Reshaping the discourse
If you happen to have moral reservations with the idea of executing tobacco barons, then why would you not apply the same principle to convicted drug traffickers?
Where is the moral distinction between a non-violent drug trafficker who purveys a dangerous, potentially lethal substance, and a non-violent tobacco baron who does the same?
Granted, the former commits to breaking the law, whereas the latter does not. But breaking the law is never, in itself, an immoral act; indeed, many of our laws have to be broken in order for us to realize just how irrational and unethical they are – drug laws being a case in point.
We must admit that when an apprehended drug trafficker attempts to supply a drug to a certain market, he does notintend to kill any of his patrons. Sure enough, a drug trafficker may have deliberately murdered a rival or two elsewhere in his career, but this would be an entirely separate offense – and we should not believe that such crimes ever took place until the burden of proof is met with sufficient evidence.
Premeditated lethal intent is precisely what distinguishes a murder from an accident or a culpable homicide, and for the crime of drug trafficking, there is simply no choate evidence by which to establish lethal intent.
In the case of Jokowi’s 64 death sentences, however, there is an unmistakable bounty of lethal intent.
Let’s be clear: Jokowi actually intends to kill those 64 people. He actually intends to pierce the vital organs of 64 human beings with a hail of bullets from an executioner’s rifle.
That is murder.
That is callous, cold-blooded, premeditated murder – and it does not belong in the civilized world.

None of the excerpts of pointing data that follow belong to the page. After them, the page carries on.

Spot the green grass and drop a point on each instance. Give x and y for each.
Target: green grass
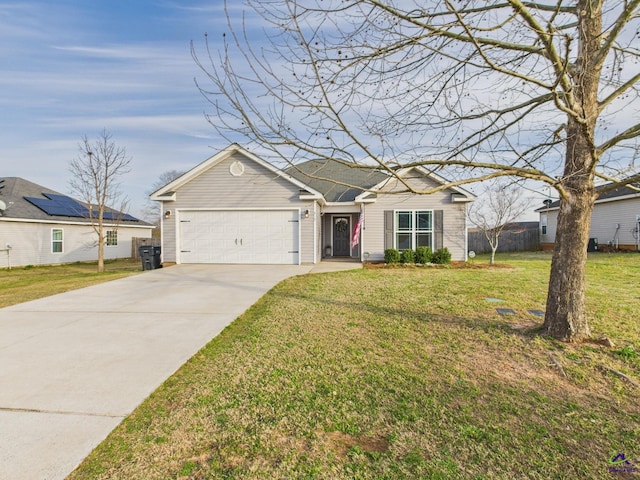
(398, 373)
(21, 284)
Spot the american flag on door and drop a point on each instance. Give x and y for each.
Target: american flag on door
(356, 232)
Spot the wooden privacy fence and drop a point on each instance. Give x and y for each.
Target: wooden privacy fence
(510, 241)
(137, 242)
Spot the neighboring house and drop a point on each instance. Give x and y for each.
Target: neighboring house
(615, 220)
(515, 237)
(39, 226)
(237, 208)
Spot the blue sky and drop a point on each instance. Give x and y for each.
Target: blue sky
(72, 68)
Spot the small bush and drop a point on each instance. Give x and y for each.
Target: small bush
(407, 256)
(423, 255)
(441, 256)
(391, 255)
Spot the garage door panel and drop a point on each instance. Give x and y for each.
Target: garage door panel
(266, 237)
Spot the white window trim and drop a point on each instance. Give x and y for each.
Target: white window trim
(61, 242)
(414, 224)
(106, 238)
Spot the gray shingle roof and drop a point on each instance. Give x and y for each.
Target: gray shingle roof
(16, 188)
(321, 175)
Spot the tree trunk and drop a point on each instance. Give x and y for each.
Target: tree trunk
(565, 318)
(100, 247)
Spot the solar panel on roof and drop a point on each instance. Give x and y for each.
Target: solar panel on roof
(61, 205)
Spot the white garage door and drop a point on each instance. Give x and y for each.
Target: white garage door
(256, 236)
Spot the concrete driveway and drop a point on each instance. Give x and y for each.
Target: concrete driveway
(74, 365)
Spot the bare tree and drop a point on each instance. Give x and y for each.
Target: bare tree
(151, 209)
(95, 179)
(500, 206)
(545, 90)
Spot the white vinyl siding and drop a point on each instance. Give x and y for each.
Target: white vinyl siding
(612, 222)
(256, 189)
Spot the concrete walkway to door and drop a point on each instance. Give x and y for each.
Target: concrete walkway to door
(74, 365)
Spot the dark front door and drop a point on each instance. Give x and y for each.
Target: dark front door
(341, 236)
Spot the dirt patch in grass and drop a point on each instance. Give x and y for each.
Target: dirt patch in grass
(342, 443)
(451, 265)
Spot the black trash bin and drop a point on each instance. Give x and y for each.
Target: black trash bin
(150, 257)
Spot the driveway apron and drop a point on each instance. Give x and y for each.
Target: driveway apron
(74, 365)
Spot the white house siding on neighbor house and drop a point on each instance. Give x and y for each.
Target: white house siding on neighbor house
(31, 242)
(454, 216)
(606, 217)
(615, 223)
(257, 189)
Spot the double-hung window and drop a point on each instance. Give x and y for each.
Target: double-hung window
(57, 240)
(413, 228)
(112, 238)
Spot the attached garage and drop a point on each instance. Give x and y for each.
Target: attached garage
(239, 236)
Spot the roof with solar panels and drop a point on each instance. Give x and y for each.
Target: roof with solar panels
(22, 199)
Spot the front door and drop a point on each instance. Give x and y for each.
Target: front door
(341, 236)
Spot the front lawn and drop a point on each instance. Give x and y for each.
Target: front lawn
(399, 373)
(21, 284)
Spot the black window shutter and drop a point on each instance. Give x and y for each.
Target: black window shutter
(388, 229)
(438, 229)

I have therefore come to the conclusion that President Jokowi, if he does not repeal the executions, is set to become Indonesia’s newest mass murderer. He is, therefore, guilty of a grave offense and a significantly more immoral crime than the 64 drug traffickers he intends to kill.
Patrick Tibke is a Jakarta-based writer and a recent graduate of the Southeast Asian Studies program at SOAS, University of London. His interests include human rights, labor rights and drug policy.